Saturday 15 December 2018
- Senior Tory ministers are urging the prime minister to give MP's a series of free votes over different options including a second referendum as a way of breaking the Commons deadlock over Brexit (source link).
- Jo Johnson, former transport minister, has warned that Theresa May is trying to “run down the clock” and minimise Parliament’s role in Brexit (source link).
- Amber Rudd, the work and pensions secretary, has warned that Brexit is in danger of getting stuck and advocated MP's across different parties coming together to try and forge a consensus. She backed the idea of trying to find a plan which a majority of MP's could support (source link).

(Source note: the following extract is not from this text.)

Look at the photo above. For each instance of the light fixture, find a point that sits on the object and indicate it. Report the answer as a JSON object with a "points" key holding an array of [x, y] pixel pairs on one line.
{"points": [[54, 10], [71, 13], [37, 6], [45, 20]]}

- Nigel Farrage, the former UKIP leader, told Brexit supporters to prepare for another referendum (source link).
Sunday 16 December 2018
- Theresa May has condemned comments made by the former prime minister, Tony Blair, who has called for another referendum. Mrs May accused Mr Blair of undermining the Brexit talks and said the comments by Mr Blair were an “insult to the office he once held”. She stated that MP's could not abdicate their responsibility to deliver Brexit by holding another poll (source link).
- International trade secretary Liam Fox has said Parliament might have to decide what to do next if the prime minister’s Brexit deal is rejected by MP's. Mr Fox admitted that the Brexit deal was unlikely to pass through Parliament unless issues over the controversial backstop were resolved. One option suggested by Mr Fox was to give MP's a free vote (source link).